Ce bouquin me fait ressentir un manque énorme, comme s'il m'avait fait miroiter tout au long de la lecture une vérité absolue et qu'il avait refusé de me la
livrer. Oui, c'est un livre qui veut nous faire réfléchir, c'est évident, c'est souvent le cas de ce genre d'ouvrage, c'est un roman qui veut nous apprendre à justement apprendre par nous-mêmes,
à nous aussi emprunter le chemin de cette quête initiatique qui nous permettra de trouver notre voie et de nous trouver, nous-mêmes, au passage. Oui, c'est un roman philosophique à n'en pas
douter, qui ne dit pas tout mais laisse entrevoir en permanence ce qu'il y a à y entendre. Tout n'est pas pré-mâché, il faut y aller à tâtons, explorer de nouvelles pistes, savoir contempler à
notre tour pour mieux décoder le langage, des mots, du temps, de la nature et des sentiments. J'aime beaucoup ce concept qui laisse tant de libertés au lecteur et qui lui permet de se créer son
propre schéma de raisonnement. Mais, je trouve qu'il ne s'agit pas là d'une excuse pour l'avarice dont fait preuve ce texte, si simple ... trop simple. Je n'ai pas été emballée par l'histoire, ni
par les personnages, je n'ai pas aimé la fin, de nombreux passages m'ont paru ... inutiles. Je trouve que l'idée originale du texte n'a pas été assez mise en valeur par le style de l'auteur, trop
fade à mon goût. Il manque ce petit quelque chose qui en aurait fait un roman exceptionnel, il manque l'émotion. C'est plat, sans intérêt évident au premier abord, on s'ennuie ferme à la lecture
(heureusement que c'est court !). Une fois le livre refermé, j'ai eu l'impression qu'un souffle d'air venait de passer pour repartir aussitôt. Lu et oublié aussi vite. Ce livre ne m'a pas
marquée, il ne me laissera pas un souvenir impérissable ...

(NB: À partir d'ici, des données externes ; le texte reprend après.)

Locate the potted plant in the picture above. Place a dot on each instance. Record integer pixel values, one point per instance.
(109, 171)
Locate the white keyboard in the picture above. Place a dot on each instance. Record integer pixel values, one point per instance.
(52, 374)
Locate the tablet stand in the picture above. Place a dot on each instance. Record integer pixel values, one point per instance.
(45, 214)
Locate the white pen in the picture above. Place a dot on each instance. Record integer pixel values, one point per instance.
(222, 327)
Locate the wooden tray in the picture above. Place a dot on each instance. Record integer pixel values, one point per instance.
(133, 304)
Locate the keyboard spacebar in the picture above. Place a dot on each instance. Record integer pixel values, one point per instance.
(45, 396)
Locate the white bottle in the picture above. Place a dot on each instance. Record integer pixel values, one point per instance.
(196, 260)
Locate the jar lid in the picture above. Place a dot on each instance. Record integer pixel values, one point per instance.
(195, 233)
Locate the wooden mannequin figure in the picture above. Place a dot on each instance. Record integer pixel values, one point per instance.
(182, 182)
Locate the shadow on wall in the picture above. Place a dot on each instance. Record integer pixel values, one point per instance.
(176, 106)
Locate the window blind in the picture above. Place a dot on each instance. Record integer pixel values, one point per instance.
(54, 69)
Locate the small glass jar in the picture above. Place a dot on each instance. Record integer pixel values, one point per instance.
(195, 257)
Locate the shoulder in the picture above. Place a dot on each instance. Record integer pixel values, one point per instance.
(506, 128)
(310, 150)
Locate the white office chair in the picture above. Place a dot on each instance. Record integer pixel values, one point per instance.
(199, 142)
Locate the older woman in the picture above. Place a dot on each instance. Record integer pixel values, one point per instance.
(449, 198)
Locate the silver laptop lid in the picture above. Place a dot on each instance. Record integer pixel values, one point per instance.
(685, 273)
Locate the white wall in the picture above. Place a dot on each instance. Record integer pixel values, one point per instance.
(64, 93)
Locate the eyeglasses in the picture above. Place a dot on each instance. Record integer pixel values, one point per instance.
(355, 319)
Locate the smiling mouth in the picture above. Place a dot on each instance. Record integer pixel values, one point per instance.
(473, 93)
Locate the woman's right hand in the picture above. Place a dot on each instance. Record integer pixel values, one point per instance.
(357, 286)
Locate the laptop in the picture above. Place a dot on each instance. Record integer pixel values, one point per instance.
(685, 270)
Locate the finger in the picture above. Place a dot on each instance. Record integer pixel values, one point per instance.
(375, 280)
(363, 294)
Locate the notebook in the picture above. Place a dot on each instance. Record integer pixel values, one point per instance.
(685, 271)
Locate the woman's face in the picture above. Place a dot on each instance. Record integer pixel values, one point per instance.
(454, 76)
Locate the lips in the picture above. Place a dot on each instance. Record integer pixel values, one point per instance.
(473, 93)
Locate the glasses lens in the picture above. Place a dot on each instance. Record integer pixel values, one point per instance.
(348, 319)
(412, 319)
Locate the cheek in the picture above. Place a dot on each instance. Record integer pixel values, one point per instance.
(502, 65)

Pour conclure, voilà un livre dont j'attendais beaucoup parce qu'on me l'avait présenté comme un coup de cœur quasi "obligé" ... je dois dire que je suis
loin, mais alors très loin, de ce ressenti. J'ai traversé ce roman qui n'a pas su m'accrocher. Je regrette que la neige n'ait pas su m'envahir de sa poésie, elle y arrive pourtant très bien en
hiver ! Je ne sais pas ... lisez-le, peut-être qu'il arrivera à vous convaincre plus que moi ...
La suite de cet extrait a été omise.